L’annonce d’un nouveau contrat de 3,6 millions d’euros pour Valdunes ne saurait masquer la réalité : l’avenir du site de Trith-Saint-Léger et de ses salariés reste menacé. Cette commande, limitée sur seulement trois années et représentant un faible volume de production est insuffisante pour garantir la pérennité de l’activité industrielle et la sécurité de l’emploi.
À Trith-Saint-Léger, comme dans d’autres communes de ma circonscription, déjà durement frappés par la désindustrialisation, chaque emploi industriel compte. Derrière les chiffres, il y a des femmes et des hommes, des familles, mais aussi un savoir-faire industriel français qu’il est impératif de préserver et de faire perdurer.
Je tiens à réexprimer ici, mon soutien total aux salariés de Valdunes, qui paient depuis trop longtemps les renoncements successifs et l’absence de vision industrielle de l’État.

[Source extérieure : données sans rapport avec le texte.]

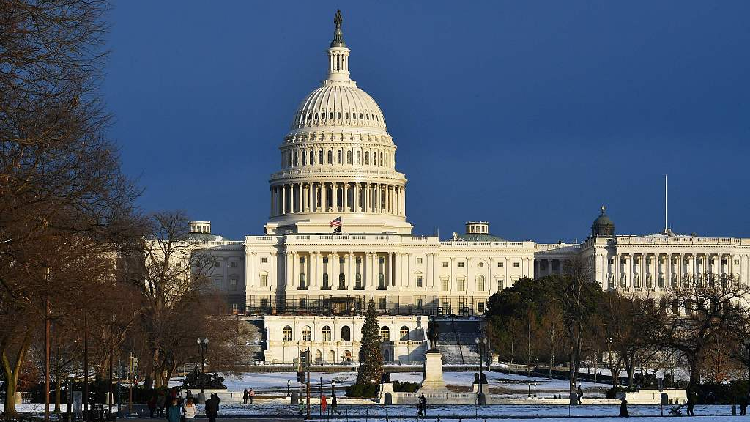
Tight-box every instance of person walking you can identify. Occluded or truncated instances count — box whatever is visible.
[620,397,630,418]
[182,397,198,419]
[206,394,219,422]
[156,390,167,418]
[687,391,695,416]
[167,399,182,422]
[148,392,156,418]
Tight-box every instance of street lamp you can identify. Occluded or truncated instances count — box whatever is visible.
[474,333,487,405]
[607,337,619,387]
[198,338,208,394]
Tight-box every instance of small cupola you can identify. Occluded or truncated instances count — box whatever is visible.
[189,221,211,234]
[591,205,615,237]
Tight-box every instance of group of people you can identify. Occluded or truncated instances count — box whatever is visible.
[242,388,255,404]
[417,394,427,416]
[148,387,221,422]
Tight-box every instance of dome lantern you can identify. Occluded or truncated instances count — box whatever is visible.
[328,10,351,82]
[591,205,615,237]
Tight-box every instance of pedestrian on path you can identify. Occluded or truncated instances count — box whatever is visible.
[182,397,197,420]
[167,399,182,422]
[206,394,219,422]
[620,397,630,418]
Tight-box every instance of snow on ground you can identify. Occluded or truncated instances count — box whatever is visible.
[222,371,357,393]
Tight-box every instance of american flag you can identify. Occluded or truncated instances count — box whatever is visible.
[330,217,341,233]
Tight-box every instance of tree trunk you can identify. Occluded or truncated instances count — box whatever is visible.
[1,333,31,417]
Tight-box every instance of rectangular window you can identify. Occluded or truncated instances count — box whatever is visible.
[456,278,466,292]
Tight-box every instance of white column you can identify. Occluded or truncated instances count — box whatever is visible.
[329,252,341,289]
[346,251,354,290]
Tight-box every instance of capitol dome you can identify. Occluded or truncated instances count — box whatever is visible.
[266,12,412,234]
[292,81,386,131]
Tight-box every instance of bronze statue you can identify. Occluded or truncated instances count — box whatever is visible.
[427,318,440,351]
[331,10,346,48]
[333,10,344,29]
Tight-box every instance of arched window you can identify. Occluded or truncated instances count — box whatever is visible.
[302,325,312,341]
[477,275,484,292]
[380,325,391,341]
[399,325,409,341]
[341,325,352,341]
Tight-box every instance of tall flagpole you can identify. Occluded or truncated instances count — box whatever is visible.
[664,174,669,233]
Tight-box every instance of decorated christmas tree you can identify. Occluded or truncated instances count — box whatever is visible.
[357,299,383,385]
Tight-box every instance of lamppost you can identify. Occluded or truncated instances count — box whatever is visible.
[198,338,208,397]
[607,337,620,387]
[474,333,487,406]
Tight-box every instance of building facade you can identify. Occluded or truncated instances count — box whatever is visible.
[191,14,750,363]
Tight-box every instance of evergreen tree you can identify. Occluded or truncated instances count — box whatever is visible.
[357,299,383,385]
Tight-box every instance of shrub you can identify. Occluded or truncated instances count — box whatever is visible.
[346,384,378,398]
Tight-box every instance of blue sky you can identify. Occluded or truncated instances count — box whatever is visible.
[103,0,750,242]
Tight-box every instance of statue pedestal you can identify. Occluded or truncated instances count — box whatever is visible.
[419,350,448,393]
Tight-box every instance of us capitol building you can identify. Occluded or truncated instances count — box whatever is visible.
[191,14,750,363]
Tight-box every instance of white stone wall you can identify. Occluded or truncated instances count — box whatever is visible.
[263,315,428,364]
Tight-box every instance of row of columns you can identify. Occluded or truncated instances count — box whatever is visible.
[271,182,406,217]
[285,251,401,290]
[601,252,739,289]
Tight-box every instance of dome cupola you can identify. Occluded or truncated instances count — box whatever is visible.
[591,205,615,237]
[266,11,412,234]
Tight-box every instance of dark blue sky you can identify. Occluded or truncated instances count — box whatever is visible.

La France ne peut pas continuer à abandonner ses usines tout en finançant, par l’argent public, des commandes passées à l’étranger !
Le maintien des emplois et des activités industrielles sur nos territoires doit être une priorité. Il est urgent que l’État tienne enfin ses engagements financiers et impose une véritable cohérence industrielle, en orientant les commandes publiques – notamment celles de la SNCF – vers les entreprises françaises comme Valdunes.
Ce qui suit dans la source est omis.